I’ve been actively listening to letlive. since they released “Good Mourning, America,” the first single from If I’m The Devil…, and the most vital part in my understanding of what this band is about came through seeing them on this headliner. From the first chord of “I’ve Learned To Love Myself,” an energy came to life in the room. I learned that this energy and feeling is what they refer to as ‘ll.ove’. In the case of seeing them live, it’s the fact that everyone in that room is there because they get what letlive. is about and they are there because they believe in it. Portland was definitely a smaller show for the band, but the three or four rows of people who were there went as hard as a massive crowd would have, and I ended up moving to side stage thanks to letlive. and their tour manager, Rich Humphrey, realizing that it wasn’t a good idea for someone in a wheelchair to be in that crowd.
Over the past few weeks I’ve been loving If I’m The Devil…, but that hasn’t been the case for a lot of people. Vocalist of letlive., Jason Aalon Butler, put it best when he said that they’ve always been about challenging the boundaries of punk rock, and that he’s still angry about things, but now he sings about them rather than screaming like what people expected on this new record. The most frequent complaint I’ve seen is that If I’m The Devil… is not a hardcore record, but letlive. have always called themselves soul punk, and that is exactly how I’d describe this album.
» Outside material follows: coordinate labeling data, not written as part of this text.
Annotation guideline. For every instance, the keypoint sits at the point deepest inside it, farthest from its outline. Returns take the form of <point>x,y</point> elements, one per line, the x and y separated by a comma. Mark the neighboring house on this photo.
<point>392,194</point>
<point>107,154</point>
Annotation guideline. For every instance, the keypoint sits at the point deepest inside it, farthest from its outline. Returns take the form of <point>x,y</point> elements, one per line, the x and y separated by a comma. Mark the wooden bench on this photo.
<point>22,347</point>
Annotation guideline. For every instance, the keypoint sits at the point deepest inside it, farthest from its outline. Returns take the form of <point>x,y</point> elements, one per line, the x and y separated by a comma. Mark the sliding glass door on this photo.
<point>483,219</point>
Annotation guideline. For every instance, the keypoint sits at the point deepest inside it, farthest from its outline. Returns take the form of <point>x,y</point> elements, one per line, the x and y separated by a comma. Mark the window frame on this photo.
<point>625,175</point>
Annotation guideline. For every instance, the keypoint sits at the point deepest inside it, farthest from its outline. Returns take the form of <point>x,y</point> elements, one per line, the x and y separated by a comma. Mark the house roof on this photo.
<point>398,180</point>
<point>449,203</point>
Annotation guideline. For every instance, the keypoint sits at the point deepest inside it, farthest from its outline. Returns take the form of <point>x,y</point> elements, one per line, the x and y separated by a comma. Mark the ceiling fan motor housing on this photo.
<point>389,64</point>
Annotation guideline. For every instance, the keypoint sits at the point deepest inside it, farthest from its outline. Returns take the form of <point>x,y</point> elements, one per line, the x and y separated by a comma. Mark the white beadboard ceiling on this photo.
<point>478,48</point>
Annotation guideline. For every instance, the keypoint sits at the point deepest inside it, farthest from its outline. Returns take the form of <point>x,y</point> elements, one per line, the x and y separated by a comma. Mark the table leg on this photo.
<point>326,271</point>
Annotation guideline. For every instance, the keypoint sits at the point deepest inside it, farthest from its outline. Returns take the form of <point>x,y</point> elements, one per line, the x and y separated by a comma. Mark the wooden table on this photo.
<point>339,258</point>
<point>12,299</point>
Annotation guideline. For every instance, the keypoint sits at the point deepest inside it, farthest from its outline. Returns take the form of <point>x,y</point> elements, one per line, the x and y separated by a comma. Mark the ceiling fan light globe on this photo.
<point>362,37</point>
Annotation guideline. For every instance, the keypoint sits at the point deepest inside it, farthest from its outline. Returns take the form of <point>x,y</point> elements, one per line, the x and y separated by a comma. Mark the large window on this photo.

Jason talked about that before playing “Another Offensive Song” which is the heaviest of the 11 tracks, and a great way to introduce those who are unsure of change into the evolved sound. If I’m The Devil…, may not be constant high energy, but Jason’s vocals and the sheer amount of work that went into this album should be enough of a reason to give it a chance.
Most people who know of letlive. have heard that Jason is known for his on stage antics, and just when I was wondering if I’d ever see him climb anything, he made his way up the balcony stairs and hung over the railing to finish “27 Club.” Jason stayed up there and told guitarist, Jeff Sahyoun, to stop playing so he could talk to the crowd without using the microphone. He thanked everyone for coming and said, “I guess it doesn’t matter how many people are in the room as long as they get it.” Some of my favorite moments of the show were when Jason was dancing around on stage and sliding around in the water that they kept getting all over the stage floor. He even ended up breakdancing at one point which I’ve never seen anyone do on stage like that.
The power of ‘ll.ove’ is something truly special. Often times when I attend shows at extremely inaccessible venues it takes away from my overall experience, but despite having to walk up two flights of stairs, I still felt wholeheartedly welcomed and safe during letlive.’s performance. This show earned the spot as my favorite touring show so far in 2016, and it will be very hard for another show to top it this year.